Hal ini berpengaruh terhadap banyak hal, mulai dari marketing, komunikasi publik, pelayanan jasa publik, leadership hingga pengelolaan ekonomi.

"Bahkan industri akan dan tengah dihantui oleh gejala kehilangan the main yang menjadi sumber pendatannya," katanya dalam peluncuran buku Mobilisasi dan Orkestrasi atau #MO, di Vertical Garden, Telkom Landmark Tower, Jakarta, Kamis (29/8/2019).

Surat kabar, kata dia, adalah korban pertama ketika mereka kehilangan pendapatan dari penjualan koran dan iklan. Disusul televisi. Lalu airlines tak dapat hidup dari tiket. Demikian juga industri telekomunikasi tak dapat hidup dengan hanya mengandalkan pendapatan dari voice.

“Inilah era #MO. Era yang membuat banyak teori-teori bisnis jadi usang, dan berbagai model bisnis tak lagi relevan. Banyak orang yang kebingungan. Dan yang pasti, era yang membuat banyak orang yang gagal paham. Termasuk, di kalangan akademisi yang masih berkutat dengan teori dan asumsi lama,” kata dia.

Orkestrasi

Selain mobilisasi, menurut Rhenald, era MO ditandai dengan munculnya cara-cara baru dalam value creation yang menjadi dasar ekonomi produktif.

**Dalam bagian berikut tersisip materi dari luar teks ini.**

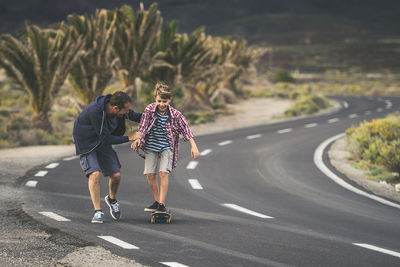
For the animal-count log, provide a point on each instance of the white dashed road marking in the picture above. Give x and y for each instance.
(195, 184)
(52, 165)
(288, 130)
(253, 136)
(31, 183)
(311, 125)
(174, 264)
(382, 250)
(333, 120)
(118, 242)
(54, 216)
(352, 116)
(41, 173)
(70, 158)
(225, 143)
(205, 152)
(247, 211)
(192, 165)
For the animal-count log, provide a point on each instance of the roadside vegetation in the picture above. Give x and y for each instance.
(375, 147)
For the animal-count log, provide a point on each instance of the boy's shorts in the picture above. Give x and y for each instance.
(103, 159)
(151, 160)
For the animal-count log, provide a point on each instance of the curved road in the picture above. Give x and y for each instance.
(254, 198)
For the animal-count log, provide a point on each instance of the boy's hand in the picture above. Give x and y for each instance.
(195, 153)
(135, 144)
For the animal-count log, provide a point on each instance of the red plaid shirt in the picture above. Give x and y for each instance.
(176, 124)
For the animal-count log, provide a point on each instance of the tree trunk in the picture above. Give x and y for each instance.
(41, 120)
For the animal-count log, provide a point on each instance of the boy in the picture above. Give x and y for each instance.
(158, 136)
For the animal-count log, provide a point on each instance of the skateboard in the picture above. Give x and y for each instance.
(161, 217)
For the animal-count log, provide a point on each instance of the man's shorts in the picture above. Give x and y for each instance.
(150, 163)
(103, 159)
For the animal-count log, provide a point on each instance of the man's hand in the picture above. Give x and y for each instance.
(135, 144)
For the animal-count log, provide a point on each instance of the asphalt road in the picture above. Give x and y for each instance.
(254, 198)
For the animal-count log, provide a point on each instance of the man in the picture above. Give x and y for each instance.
(100, 125)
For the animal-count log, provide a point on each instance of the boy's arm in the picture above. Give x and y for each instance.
(194, 152)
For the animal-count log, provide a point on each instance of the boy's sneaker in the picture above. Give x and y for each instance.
(152, 208)
(115, 210)
(161, 208)
(98, 217)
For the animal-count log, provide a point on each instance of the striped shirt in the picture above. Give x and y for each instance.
(157, 139)
(175, 125)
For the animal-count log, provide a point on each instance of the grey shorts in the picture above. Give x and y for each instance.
(103, 159)
(150, 163)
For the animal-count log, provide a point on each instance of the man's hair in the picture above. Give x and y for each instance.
(119, 99)
(163, 91)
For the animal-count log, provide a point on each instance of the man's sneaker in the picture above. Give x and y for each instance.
(98, 217)
(115, 210)
(152, 208)
(161, 208)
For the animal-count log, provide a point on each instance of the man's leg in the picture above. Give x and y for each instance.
(163, 186)
(151, 179)
(114, 182)
(94, 189)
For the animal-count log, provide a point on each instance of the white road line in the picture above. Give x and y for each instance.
(288, 130)
(224, 143)
(205, 152)
(253, 136)
(311, 125)
(382, 250)
(70, 158)
(192, 165)
(352, 116)
(195, 184)
(31, 183)
(52, 165)
(244, 210)
(118, 242)
(333, 120)
(54, 216)
(320, 164)
(41, 173)
(174, 264)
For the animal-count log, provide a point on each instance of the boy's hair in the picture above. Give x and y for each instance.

Bila dulu value creation bersifat internal dan didapat dari aset-aset tangible melalui skala ekonomis, kini justru didapat dari sisi permintaan melalui ekosistem. Karena itulah timbul kebingungan-kebingungan. Salah satunya adalah menentukan siapa pemilik unicorn di Asia Tenggara.

“Hal lain yang juga memunculkan gagal paham adalah mekanisme valuasi akutansi tentang keuntungan dan kekayaan perusahaan digital, atau perusahaan yang mulai melakukan digitalisasi,” ujar Rhenald seperti dalam keterangan tertulis yang Kompas.com terima, Jumat (30/8/2019).

Berbicara mengenai model bisnis yang baru, Rhenald mengatakan, sebelumnya perusahaan-perusahaan besar yang incumbent cenderung selalu melakukan kontrol resources dalam rantai produksinya. Namun di era sekarang hal itu sudah tak relevan lagi.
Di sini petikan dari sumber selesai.